Mind if I ask why these functions are laid out entirely differently from almost every other function in the go standard library ?

Yes, I know the Go authors do it too. And of course we know the answer : they're ashamed of just how bad it is, and mask it by making exceptions in the style guide for this specific case. You also left out the type declaration and the actual sorting call. Here's the full code :

  type myStructSlice []struct

  func (ms myStructSlice) Len() int {
    return len(ms)
  }

  func (sl myStructSlice) Less(i, j int) bool { 
    return sl[i].MyKey < sl[j].MyKey
  }

  func (sl myStructSlice) Swap(i, j int) {
    return sl[i], sl[j] = sl[j], sl[i]
  }

  ...
  sort.Sort(myStructSlice(sl))

And for this trivial example we're at 15 lines of (properly indented) code. You also have polluted the name space with one-use names for types. Is it really so hard to believe that this easily explodes to 30 lines of code for real life examples ? The Less function is not going to be nearly as simple in real life struct examples (natural sort + field precedence).
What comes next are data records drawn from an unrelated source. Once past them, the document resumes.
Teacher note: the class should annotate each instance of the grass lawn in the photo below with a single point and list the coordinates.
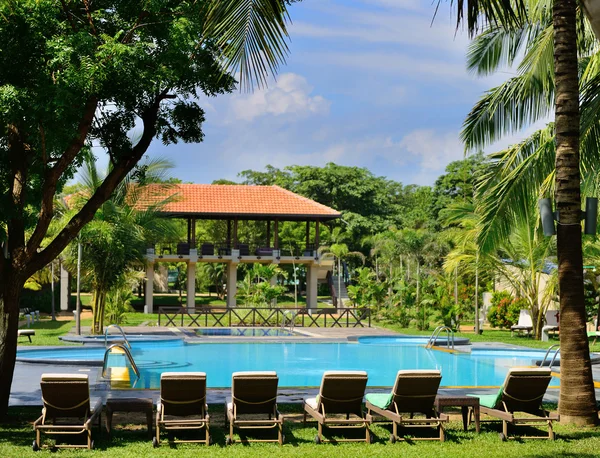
(16, 437)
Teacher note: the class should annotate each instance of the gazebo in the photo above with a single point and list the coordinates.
(232, 204)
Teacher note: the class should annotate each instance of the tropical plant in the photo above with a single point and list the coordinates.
(77, 74)
(117, 237)
(576, 374)
(504, 310)
(118, 304)
(339, 250)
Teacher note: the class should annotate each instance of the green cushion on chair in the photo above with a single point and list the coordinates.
(381, 400)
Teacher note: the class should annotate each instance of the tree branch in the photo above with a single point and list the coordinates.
(102, 194)
(68, 14)
(17, 190)
(52, 175)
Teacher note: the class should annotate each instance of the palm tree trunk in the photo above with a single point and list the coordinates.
(577, 402)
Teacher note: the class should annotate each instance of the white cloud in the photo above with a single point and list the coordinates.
(395, 63)
(433, 150)
(290, 95)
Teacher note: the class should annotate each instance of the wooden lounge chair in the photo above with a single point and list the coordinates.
(523, 391)
(524, 324)
(66, 410)
(413, 393)
(182, 406)
(253, 405)
(339, 404)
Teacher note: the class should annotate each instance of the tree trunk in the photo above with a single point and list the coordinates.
(10, 290)
(577, 403)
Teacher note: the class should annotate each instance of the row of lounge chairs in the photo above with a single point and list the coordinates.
(253, 405)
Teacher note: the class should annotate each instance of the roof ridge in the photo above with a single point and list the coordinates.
(314, 202)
Compare to the same code in Java:

  Collections.sort(theList, (SomeType s1, SomeType p2) -> p1.field.compareTo(p2.field));

D:

  sort!("a.field < b.field")(theList)

C++:

  thelist.sort([](const someType& a, const someType& b) { return a.field < b.field; });

So Golang is 5x more verbose than Java in this instance. This a particularly bad example, but that Golang is actually more verbose than Java is not an exception in my experience.